This second volume of the English translation of Arleston and Floch’s Ythaq reveals a couple more layers to the conspiratorial plot, but offers no resolution. The art remains excellent, and the characters affecting, although the story is increasingly an affair of some god(s) in the machine (planet). It doesn’t seem that the further story beyond this segment is currently available in English, but hopefully it will be in the future. As with other titles of the Marvel Soleil imprint, I find the reduction of the art from the larger European BD size to the smaller US comic book page format to be a loss, but the book is otherwise materially excellent.
The Forsaken World collects the first three bandes dessinées of Christophe Arleston’s Ythaq in English translation. The story is quite an entertaining adventure, told in a style that reminds me of Jeff Smith’s Bone. Whereas the epic fantasy of Smith is written for all ages, Ythaq is decidedly adult, with its three castaways organized into an unrequited triangular affection.
The space opera frame story lands the protagonists in a Flash Gordon-style world with many non-human sentient races, but the overall tone is a little closer to the wonderful sword-and-planet work of Leigh Brackett. As in Bone, the setting has its own mysteries, and the working out of the plot involves coming to understand the history of the fantasy world. This first volume brings the story through many major plot developments, but provides very little in the way of resolution.

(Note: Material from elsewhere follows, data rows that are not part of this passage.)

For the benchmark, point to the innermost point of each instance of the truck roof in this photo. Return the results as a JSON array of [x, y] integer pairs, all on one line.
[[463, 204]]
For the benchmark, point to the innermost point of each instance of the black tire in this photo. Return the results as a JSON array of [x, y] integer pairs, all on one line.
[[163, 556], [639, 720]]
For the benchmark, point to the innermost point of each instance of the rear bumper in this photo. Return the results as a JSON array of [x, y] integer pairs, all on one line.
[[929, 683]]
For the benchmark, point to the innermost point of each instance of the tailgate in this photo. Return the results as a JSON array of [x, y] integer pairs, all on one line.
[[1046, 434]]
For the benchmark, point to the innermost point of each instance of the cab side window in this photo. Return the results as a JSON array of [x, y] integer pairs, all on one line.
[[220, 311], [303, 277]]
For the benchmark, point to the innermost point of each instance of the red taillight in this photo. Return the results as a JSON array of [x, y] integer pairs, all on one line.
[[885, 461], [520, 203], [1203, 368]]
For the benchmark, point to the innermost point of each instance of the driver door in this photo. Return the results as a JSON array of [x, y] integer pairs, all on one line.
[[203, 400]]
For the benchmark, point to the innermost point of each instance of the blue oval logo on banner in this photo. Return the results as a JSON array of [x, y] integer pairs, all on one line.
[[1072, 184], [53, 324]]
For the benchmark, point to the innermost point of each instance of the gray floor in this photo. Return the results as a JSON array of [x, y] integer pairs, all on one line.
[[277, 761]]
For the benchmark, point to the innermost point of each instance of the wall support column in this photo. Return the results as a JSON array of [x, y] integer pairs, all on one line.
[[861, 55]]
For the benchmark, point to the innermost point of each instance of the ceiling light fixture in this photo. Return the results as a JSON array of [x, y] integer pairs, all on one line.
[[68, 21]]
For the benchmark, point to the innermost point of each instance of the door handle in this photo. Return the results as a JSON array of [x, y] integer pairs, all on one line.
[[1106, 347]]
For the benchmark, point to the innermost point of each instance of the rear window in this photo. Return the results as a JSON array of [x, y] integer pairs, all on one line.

Adrien Floch’s art is really comics-stylized and somewhat lighthearted, but his characters and settings are all quite expressive, and they communicate the action very effectively.
This collection brings the story begun in Scourge of the Gods to a satisfying conclusion. On reflection, the whole thing is pretty cinematic, and could make a rather epic screen feature. The art is still as beautiful as that of the previous volume, but I must admit that the bleaching that accompanies Flavia/Kerka’s further apotheosis made her a degree less sexy to me.
Scourge of the Gods – The Fall is a fun read, but it would not be worth the bother in the absence of the previous volume, which establishes the setting and the relationships among the central characters.
Set in a galactic neo-antiquity of Romans and Huns, the plot of this space opera is thick with intrigue. The painted artwork by Serbian artist Aleksa Gajic is gorgeous in its depictions of planetary vistas, and engaging in its character-level events. There is no third-person verbal narration, which suits my tastes, even if it makes the action a little harder to follow at points.
My copy of the book is a glossy, full-color hardcover, reproducing the first three issues of the original French comic in English translation from the Marvel Comics Soleil imprint. I only wish the page size were a little larger to be able to better appreciate the details of the art. The story reaches a point of crucial revelation at the end of this volume, but it certainly calls out for its sequel in order to reach a full resolution.